Emi Avora (1979) is a Greek born, UK trained (Oxford University and Royal Academy Schools) and Singapore based artist. She has exhibited widely in the UK and abroad. Solo projects include the National Theatre of Greece Athens, South Square Arts Centre, The Apartment Gallery, Athens, Greenberg Van Doren Gallery, New York and Gallery Truebenbach, Cologne. She has participated in a number of group shows including Studio Voltaire, London, The National Museum of Contemporary Art, Athens, The Whitechapel Gallery, London and the Macedonian Museum of Contemporary Art, Thessaloniki. Her work can be found in private as well as public collections in Europe and the USA, including The Wonderful Fund collection and March collection.
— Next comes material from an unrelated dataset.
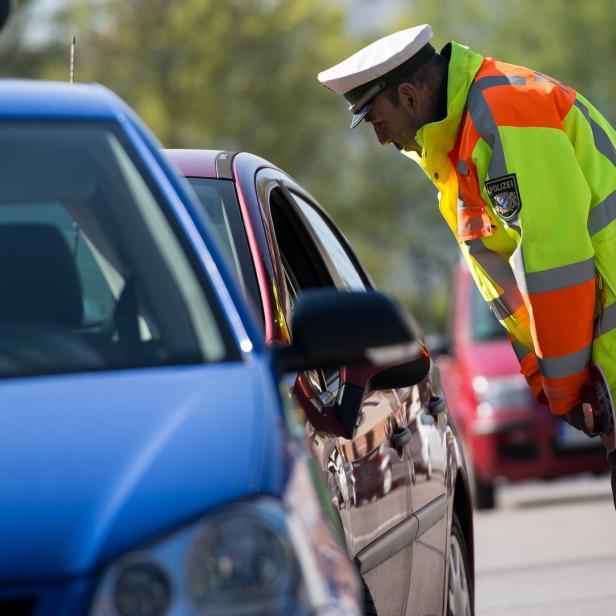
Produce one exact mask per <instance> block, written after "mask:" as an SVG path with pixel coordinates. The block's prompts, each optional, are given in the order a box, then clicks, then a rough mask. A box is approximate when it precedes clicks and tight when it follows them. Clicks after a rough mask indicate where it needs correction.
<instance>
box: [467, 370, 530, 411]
mask: <svg viewBox="0 0 616 616" xmlns="http://www.w3.org/2000/svg"><path fill="white" fill-rule="evenodd" d="M473 389H474V391H475V394H476V395H477V400H478V401H479V405H478V406H477V414H478V415H479V416H482V417H487V416H489V415H491V414H492V413H493V412H498V411H501V410H505V409H520V408H521V409H531V408H532V407H533V400H534V399H533V395H532V392H531V390H530V388H529V386H528V384H527V383H526V380H525V379H524V377H523V376H522V375H520V374H516V375H512V376H504V377H485V376H478V377H475V378H474V379H473Z"/></svg>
She has also been an Elizabeth Greenshields recipient and her work has been in various publications, including ArtMaze Magazine, The New York Times, Future Now, Aesthetica Magazine and Defining the Contemporary, The Whitechapel in Association with Sotheby’s. Her work was recently included in Be.Long.Ing, an online exhibition, organised by ilikeyourworkpodcast.com, as well as featured in online platforms http://yngspc.com and @greekfoundation. She recently had an online exhibition at www.sidexsidecontemporary.com.
Statement
Born in Athens and currently based in Singapore, Emi Avora is drawing subject matter from her everyday; her sketches and images of public and personal spaces focus on the interior and still life. Her works are entering a dialog with painting’s modernist historical canons and ponder on our ambiguous relationship to colonial narratives, exoticism, and taste. Humour, curiosity, and anxiety are elements that occupy her compositions. Sometimes dreamy, sometimes intense and with the use of light on the driving seat, her work allows space for invention, creating a gab between looking and making, between the real and the imaginary. Everyday observations become exaggerated through the use of colour and change of scale, focusing on what surprises her or grasps her attention. Stemming from reality, observed situations are weaved into fictional compositions that allow a multitude of readings. Equally, the very process of mark making opens up a platform to investigate painting’s power to transcend imagery by breaking it down to the basics of colour, shape, pattern and composition.